Lord, O Lord, who bears no grudges,
tolerant, forgiving, compassionate, powerful,
and merciful,
behold, your actions rest on truth,
your judgment upon confessions,
your decisions upon sound testimony,
O seer of the unseen. Like the three
fortunate youths who were tested by the caustic fires
of Babylon but were unharmed,
I groan a mournful refrain,
“I have sinned. I am lawless. I have done wrong.
I have been indicted and I have not heeded
your commandments.”
They being innocent of any wrong
cried out this confession, while I am rightly
condemned to death and have yet more reason
to plead even as Daniel,
the blessed holy prophet,
who was of your true lineage
and the chosen branch of the house of Judah.
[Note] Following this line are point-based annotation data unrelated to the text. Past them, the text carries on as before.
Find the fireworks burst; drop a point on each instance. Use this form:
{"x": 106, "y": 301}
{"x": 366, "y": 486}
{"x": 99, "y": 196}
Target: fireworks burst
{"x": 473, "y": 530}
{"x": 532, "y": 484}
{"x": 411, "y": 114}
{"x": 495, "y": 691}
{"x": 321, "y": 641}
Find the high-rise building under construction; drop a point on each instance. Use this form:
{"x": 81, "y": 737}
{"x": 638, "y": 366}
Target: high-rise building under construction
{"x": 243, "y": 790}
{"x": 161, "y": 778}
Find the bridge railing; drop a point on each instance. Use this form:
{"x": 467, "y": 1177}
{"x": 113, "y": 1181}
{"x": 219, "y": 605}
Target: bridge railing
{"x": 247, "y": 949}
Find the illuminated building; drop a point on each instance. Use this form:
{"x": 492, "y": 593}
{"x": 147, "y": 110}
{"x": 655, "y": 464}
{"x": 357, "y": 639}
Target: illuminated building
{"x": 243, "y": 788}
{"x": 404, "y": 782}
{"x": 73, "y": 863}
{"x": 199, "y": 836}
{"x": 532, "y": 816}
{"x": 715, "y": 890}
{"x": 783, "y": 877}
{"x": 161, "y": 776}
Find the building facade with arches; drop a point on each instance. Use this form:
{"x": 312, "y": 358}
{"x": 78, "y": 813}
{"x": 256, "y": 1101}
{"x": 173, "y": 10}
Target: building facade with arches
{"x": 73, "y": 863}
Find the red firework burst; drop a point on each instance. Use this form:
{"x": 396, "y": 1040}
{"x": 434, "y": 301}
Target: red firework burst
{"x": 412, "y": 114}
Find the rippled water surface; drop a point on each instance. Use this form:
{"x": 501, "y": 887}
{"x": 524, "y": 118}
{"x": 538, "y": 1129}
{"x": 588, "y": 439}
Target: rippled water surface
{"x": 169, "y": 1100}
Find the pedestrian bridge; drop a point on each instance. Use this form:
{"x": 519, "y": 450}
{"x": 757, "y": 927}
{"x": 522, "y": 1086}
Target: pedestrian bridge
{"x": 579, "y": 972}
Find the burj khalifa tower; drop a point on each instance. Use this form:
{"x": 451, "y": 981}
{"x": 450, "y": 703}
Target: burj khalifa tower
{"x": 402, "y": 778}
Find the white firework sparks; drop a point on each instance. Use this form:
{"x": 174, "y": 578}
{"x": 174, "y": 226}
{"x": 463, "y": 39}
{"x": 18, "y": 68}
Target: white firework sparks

To his words and prayers of commitment that
were acceptable to you, I add my cries
for punishment and humiliation.
II.
Knowing full well what was improper,
I strayed from the path,
sinning in all ways in all things,
I fled from the balancing bounds
of your will. And this is
the characteristic profile of base
lawlessness that I practiced and
perfected till my wrongdoing knew
no limits. Is this not the very image
of criminality? You admonished
but I was shameless. You entreated
but I took no heed. Both are flagrant signs
of rebellion.
III.
You clothed yourself in righteousness,
O doer of good, and prepared
shame and humiliation for me.
For you, fitting glory,
for me, deserving insult.
For you, sweetness immemorial,
for me, vinegary bile.
For you, praise that cannot be silenced,
for me, weeping laments.
For you, songs of blessing rising with incense,
for me, the alienation of exile.
For you, all rights justly deserved,
for me, every worrisome debt.
For you, exaltation and praise beyond words,
for me, the abject punishment of eating dust.
IV.
And you, O splendid goodness beyond measure,
you received our offering with sweet frankincense
fitting to you, while
I received my portion of censure compounded
by aggravating circumstances.
For if the innocent prayed to you in this way,
what apology shall I weave in my guilt, I who have
faltered more basely than anyone?
I have strayed down wayward paths in my
undisciplined mind.
In my everyday speech I have been brazen.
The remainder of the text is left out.